St. Charles Towne Center
- Location: Waldorf, Maryland, USA
- Coordinates: 38°37′14″N 76°55′41″W﻿ / ﻿38.62056°N 76.92806°W
- Address: 11110 Mall Circle
- Opened: March 30, 1990
- Management: Simon Property Group
- Owner: Simon Property Group
- Stores: 128
- Anchor tenants: 6 (5 open, 1 coming soon)
- Floor area: 980,418 sq ft (91,083.8 m^{2})
- Floors: 2 (1 in Dick's Sporting Goods and Macy's Home Store)
- Public transit: Charles County VanGo bus: 301 Connector, Business B, St. Charles B, St. Charles C
- Website: St. Charles Towne Center

= St. Charles Towne Center =

Shopping mall in Waldorf, Maryland

St. Charles Towne Center is a two-level, enclosed shopping mall in the planned community of St. Charles in Waldorf, Maryland. Built in the late 1980s, it covers an area of 980,418 sqft, and is currently the only regional mall in Southern Maryland. In addition to Waldorf and St. Charles, the mall also serves the southern suburbs of Washington, D.C., and has a trade area population of 338,502. Anchor stores are Dick's Sporting Goods, J. C. Penney, Kohl's, Macy's, and Macy's Home Store.

==History==
The mall opened March 30, 1990, with J. C. Penney, Hecht's, Montgomery Ward, and Sears as anchors. It was built by Melvin Simon & Associates, now known as Simon Property Group. Kohl's was added in 1997. The Montgomery Ward store was split between a second Hecht's location and Dick's Sporting Goods in 2002. Both Hecht's stores became Macy's in September 2006. Sears closed in April 2020. There is also a movie theatre located across the street from the mall, formerly known as Cineplex Odeon Cinemas (1988–1998), Loews Cineplex Entertainment (1998–2005), and is now AMC Theatres (2005–present).

===2007 renovation===
St. Charles Towne Center underwent a major renovation in 2007 to shift its image to a more family-oriented mall. The entrances and inside of the mall were redesigned, and the bathrooms were made larger to allow easier access for families with young children. In addition, a kid's play area was added to one section of the mall. The food court was also renovated during the project. The renovation was completed by 2008.

=== Sports and Wellness Complex ===
On February 6, 2020, it was announced that the Sears location at St. Charles Town Center would be closing as part of a plan to close 31 stores nationwide. The store closed in April 2020, after having been at the mall for thirty years.

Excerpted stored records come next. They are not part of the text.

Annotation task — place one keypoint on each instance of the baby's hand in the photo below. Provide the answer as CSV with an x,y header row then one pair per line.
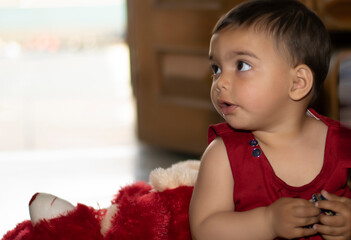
x,y
338,226
290,216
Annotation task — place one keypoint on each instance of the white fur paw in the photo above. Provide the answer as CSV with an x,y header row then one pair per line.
x,y
183,173
46,206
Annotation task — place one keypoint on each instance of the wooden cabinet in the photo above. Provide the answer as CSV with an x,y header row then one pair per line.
x,y
171,78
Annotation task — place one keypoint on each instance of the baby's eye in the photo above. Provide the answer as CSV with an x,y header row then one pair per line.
x,y
215,69
243,66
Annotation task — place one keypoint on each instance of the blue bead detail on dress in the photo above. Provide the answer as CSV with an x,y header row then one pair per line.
x,y
256,152
253,143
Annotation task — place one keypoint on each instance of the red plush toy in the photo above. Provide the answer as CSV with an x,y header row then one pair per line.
x,y
155,210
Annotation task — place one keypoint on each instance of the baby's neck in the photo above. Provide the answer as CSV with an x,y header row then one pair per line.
x,y
289,133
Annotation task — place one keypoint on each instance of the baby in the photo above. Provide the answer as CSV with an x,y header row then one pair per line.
x,y
273,153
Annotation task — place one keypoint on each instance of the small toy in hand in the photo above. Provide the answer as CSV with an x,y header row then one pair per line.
x,y
318,197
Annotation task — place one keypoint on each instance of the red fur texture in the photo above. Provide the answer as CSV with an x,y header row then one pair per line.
x,y
142,214
82,223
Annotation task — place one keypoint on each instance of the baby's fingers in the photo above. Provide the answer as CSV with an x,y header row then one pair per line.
x,y
332,221
329,231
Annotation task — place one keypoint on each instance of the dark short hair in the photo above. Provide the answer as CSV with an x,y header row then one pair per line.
x,y
292,24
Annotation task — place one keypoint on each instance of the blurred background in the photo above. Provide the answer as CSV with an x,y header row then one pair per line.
x,y
94,94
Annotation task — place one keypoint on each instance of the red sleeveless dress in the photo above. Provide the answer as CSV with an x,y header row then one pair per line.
x,y
256,184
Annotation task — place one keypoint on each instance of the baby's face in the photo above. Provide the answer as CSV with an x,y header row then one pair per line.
x,y
251,78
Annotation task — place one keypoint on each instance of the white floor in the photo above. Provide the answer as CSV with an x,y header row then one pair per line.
x,y
67,128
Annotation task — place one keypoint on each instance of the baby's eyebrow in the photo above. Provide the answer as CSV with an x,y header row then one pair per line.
x,y
233,54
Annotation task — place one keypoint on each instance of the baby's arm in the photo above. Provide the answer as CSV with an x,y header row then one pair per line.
x,y
338,226
212,214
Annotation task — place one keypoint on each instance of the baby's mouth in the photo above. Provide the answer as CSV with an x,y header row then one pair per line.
x,y
226,107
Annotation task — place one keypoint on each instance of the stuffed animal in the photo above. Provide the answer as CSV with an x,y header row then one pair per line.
x,y
156,210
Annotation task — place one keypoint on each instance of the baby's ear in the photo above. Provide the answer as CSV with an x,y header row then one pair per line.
x,y
302,83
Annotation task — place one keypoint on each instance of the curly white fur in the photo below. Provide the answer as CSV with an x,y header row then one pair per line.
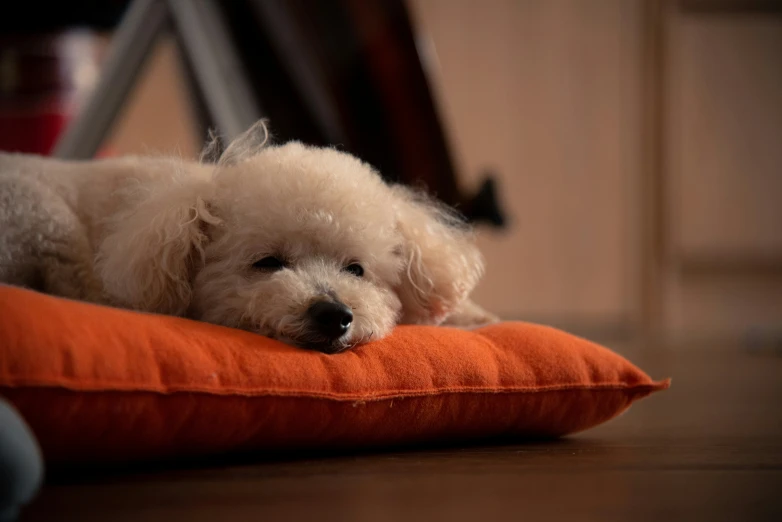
x,y
175,237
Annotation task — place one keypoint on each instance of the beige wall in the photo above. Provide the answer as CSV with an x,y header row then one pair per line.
x,y
547,92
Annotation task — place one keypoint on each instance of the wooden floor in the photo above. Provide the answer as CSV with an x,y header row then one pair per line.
x,y
710,448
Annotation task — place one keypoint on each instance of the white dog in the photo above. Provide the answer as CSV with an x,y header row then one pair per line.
x,y
306,245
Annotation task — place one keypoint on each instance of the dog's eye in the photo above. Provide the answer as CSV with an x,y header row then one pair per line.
x,y
269,263
355,269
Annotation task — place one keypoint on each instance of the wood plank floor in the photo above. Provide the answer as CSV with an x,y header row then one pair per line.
x,y
710,448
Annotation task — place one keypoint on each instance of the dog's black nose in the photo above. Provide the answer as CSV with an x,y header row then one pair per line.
x,y
330,320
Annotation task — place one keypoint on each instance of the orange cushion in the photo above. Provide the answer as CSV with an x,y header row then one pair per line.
x,y
97,383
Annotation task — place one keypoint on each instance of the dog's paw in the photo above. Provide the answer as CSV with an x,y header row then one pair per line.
x,y
469,316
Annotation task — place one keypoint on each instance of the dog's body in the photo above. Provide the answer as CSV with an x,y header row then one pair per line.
x,y
303,244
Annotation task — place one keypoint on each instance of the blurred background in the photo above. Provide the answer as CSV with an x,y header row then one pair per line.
x,y
622,159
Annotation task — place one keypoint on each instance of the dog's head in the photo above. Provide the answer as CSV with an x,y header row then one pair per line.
x,y
303,244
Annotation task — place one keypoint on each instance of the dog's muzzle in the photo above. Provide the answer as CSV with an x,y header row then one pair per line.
x,y
329,320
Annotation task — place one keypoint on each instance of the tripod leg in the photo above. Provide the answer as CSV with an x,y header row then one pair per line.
x,y
138,32
207,45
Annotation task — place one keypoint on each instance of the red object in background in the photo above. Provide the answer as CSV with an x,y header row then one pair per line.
x,y
41,77
33,129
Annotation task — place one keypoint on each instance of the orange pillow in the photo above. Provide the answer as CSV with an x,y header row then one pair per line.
x,y
98,383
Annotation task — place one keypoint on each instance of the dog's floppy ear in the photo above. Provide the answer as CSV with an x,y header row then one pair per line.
x,y
146,260
441,262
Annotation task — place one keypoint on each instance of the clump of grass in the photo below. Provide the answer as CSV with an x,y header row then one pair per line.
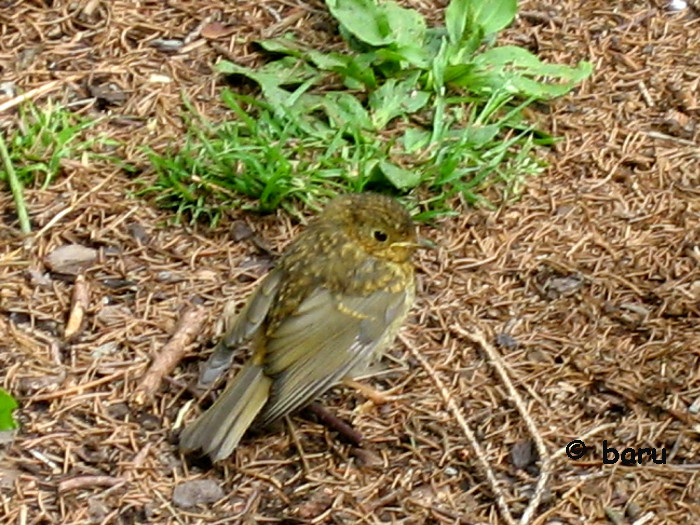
x,y
33,153
441,108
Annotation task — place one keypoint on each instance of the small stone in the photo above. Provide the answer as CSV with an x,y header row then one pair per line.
x,y
523,454
196,492
70,258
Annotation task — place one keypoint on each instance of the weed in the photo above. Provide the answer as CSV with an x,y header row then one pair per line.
x,y
440,108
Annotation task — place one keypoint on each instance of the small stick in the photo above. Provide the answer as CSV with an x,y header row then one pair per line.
x,y
453,407
545,459
80,301
32,93
82,482
187,327
336,424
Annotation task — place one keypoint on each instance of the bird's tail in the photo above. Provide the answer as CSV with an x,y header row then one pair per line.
x,y
218,431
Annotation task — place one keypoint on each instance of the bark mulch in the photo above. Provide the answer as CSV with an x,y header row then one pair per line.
x,y
586,291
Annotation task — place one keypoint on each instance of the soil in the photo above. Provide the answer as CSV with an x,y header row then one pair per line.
x,y
587,292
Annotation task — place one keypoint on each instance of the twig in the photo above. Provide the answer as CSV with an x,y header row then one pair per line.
x,y
32,93
80,301
545,467
468,432
187,327
16,189
336,424
82,482
69,209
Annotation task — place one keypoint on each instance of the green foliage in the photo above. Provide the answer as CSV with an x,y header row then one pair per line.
x,y
440,108
44,139
7,406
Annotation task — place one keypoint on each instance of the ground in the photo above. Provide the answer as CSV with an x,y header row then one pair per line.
x,y
588,288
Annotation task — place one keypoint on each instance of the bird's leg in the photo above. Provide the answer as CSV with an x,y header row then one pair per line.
x,y
374,395
297,444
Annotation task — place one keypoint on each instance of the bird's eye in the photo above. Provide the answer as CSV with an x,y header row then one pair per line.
x,y
379,235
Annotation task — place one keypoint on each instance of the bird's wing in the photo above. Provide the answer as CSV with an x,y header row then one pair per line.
x,y
323,341
247,322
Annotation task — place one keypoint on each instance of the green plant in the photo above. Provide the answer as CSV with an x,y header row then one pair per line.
x,y
440,108
34,152
7,406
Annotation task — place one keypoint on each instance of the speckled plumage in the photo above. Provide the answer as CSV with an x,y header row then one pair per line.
x,y
335,299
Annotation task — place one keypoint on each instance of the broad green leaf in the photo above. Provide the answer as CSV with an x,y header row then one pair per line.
x,y
345,110
456,16
396,98
521,60
401,178
492,15
415,139
7,406
407,26
363,19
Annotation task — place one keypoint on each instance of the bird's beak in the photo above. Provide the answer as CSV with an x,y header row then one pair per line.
x,y
420,244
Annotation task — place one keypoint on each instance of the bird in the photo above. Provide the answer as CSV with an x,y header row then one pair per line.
x,y
333,302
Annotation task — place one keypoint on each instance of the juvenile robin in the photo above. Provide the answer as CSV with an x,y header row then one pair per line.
x,y
334,301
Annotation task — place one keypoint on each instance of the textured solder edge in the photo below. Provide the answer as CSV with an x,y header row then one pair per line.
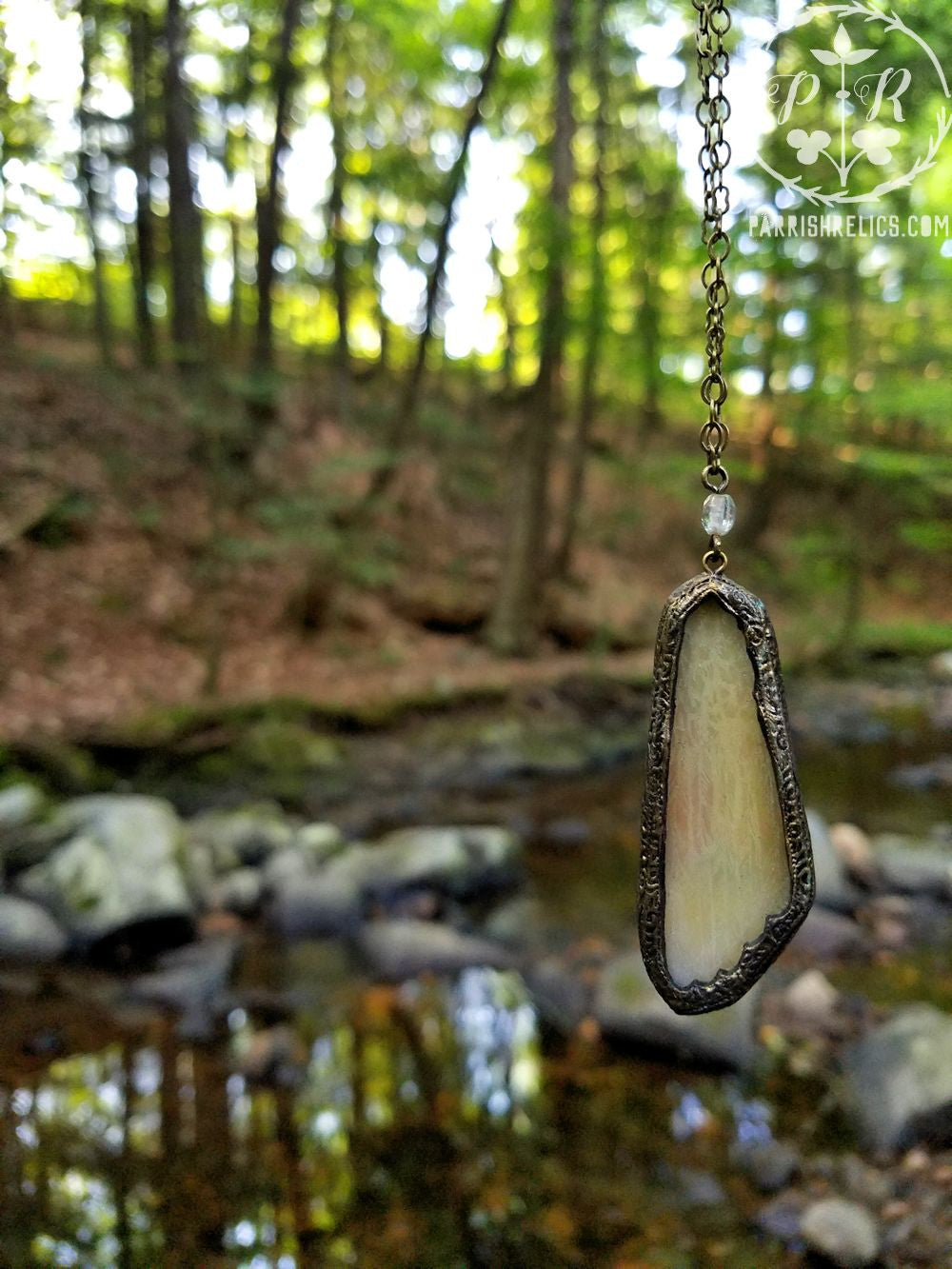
x,y
729,985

The store remained vacant until July 24, 2024, when it was announced by the Charles County Government that a Sports and Wellness complex would be introduced to the mall, with the local government wanting to bring more recreational facilities to the county. It is expected to cost $7.5 million to convert the site. As of 2025, the opening date is still to be determined.